Specifically, the NSA targeted bitcoin through MONKEYROCKET, a sub-program of OAKSTAR, which tapped network equipment to gather data from the Middle East, Europe, South America, and Asia, according to classified descriptions. As of spring 2013, MONKEYROCKET was “the sole source of SIGDEV for the BITCOIN Targets,” the March 29, 2013 NSA report stated, using the term for signals intelligence development, “SIGDEV,” to indicate the agency had no other way to surveil bitcoin users. The data obtained through MONKEYROCKET is described in the documents as “full take” surveillance, meaning the entirety of data passing through a network was examined and at least some entire data sessions were stored for later analysis.

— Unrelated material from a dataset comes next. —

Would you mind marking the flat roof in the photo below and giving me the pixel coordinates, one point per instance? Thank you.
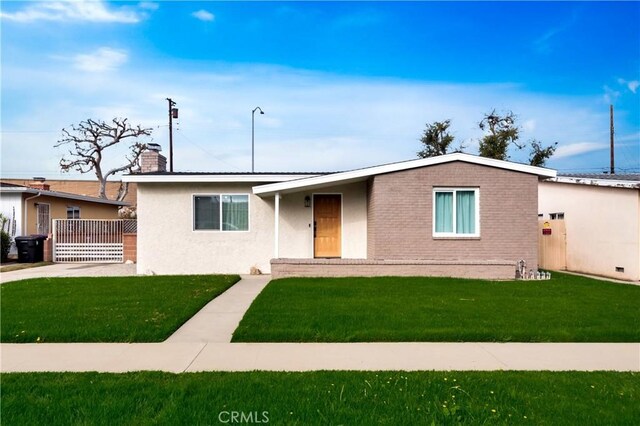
(206, 177)
(609, 181)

At the same time, MONKEYROCKET is also described in the documents as a “non-Western Internet anonymization service” with a “significant user base” in Iran and China, with the program brought online in summer 2012. It is unclear what exactly this product was, but it would appear that it was promoted on the internet under false pretenses: The NSA notes that part of its “long-term strategy” for MONKEYROCKET was to “attract targets engaged in terrorism, [including] Al Qaida” toward using this “browsing product,” which “the NSA can then exploit.” The scope of the targeting would then expand beyond terrorists. Whatever this piece of software was, it functioned a privacy bait and switch, tricking bitcoin users into using a tool they thought would provide anonymity online but was actually funneling data directly to the NSA.
The hypothesis that the NSA would “launch an entire operation overseas under false pretenses” just to track targets is “pernicious,” said Matthew Green, assistant professor at the Johns Hopkins University Information Security Institute. Such a practice could spread distrust of privacy software in general, particularly in areas like Iran where such tools are desperately needed by dissidents. This “feeds a narrative that the U.S. is untrustworthy,” said Green. “That worries me.”
The NSA declined to comment for this article. The Bitcoin Foundation, a nonprofit advocacy organization, could not immediately comment.